Autumn on Lake Audobon

Autumn on Lake Audobon
Autumn on Lake Audubon, Photo by Alison Kamat

Thursday, August 13, 2015

TSA to shrink office space per employee to 173 GSF in move to Alexandria

The Washington Business Journal reported yesterday that the Transportation Security Administration (TSA) plans to move its headquarters from Pentagon City to a long vacant building in Alexandria beginning this year.  It goes on to state:
Under the agreement, the TSA will fully occupy the building by the spring of 2018 at a rental rate of $36 per square foot. That rate, per the GSA, is more than 25 percent below projected market rents. The agreement also provides the government with $50 million for tenant fit-out costs and other transition-related expenses. The utilization rate (square footage per employee) will be roughly 153 — 20 percent below the GSA's current rate.
We believe the "utilization rate" described here is what is known as "leasable space" or "RBA" in the commercial real estate market.  This is the space actually leased by a tenant.  It includes all the space occupied by employees plus a proportional share of common areas available in an office building.  So TSA has leased about 153 SF of space for each employee.  By our calculations, the actual space occupied by employees runs about 3/4s of leasable space.  That means, on average, each employee be about 116 SF.

For planning purposes, Fairfax County uses 300 gross square feet (GSF) per office employee.  Our calculation suggests that leasable space is about 88% of gross square footage.  This means that each TSA employee will occupy about 173 GSF in its new quarters, less than 58% of the County's planning value.  Other, generally private, leasees of office space have occupied even much smaller office space per worker on a GSF basis in our area in recent years as we have documented repeatedly on this blog (see index "office space"). 

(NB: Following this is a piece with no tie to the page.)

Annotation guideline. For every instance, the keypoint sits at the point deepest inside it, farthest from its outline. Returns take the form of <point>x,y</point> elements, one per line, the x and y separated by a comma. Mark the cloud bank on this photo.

Two key points arise from this analysis:
  • It is likely that in the next decade leasing of Washington area office space will run about half of what the County expects (and that doesn't count adverse market conditions) as businesses and the federal government stick more employees in less space.
  • More dangerously, over the longer term--3-4 decades--the number of office employees in key employment centers such as Tysons and Reston could be TWICE what the current County plans call for because of bad planning assumptions.  The infrastructure costs (primarily transportation) to support that level of employment will be huge and haven't been considered.
While we tire of repeating the same argument--that office space per employee is shrinking by at least half--we will continue to do so until Fairfax County at least understands and recognizes this phenomenon in its planning and zoning efforts.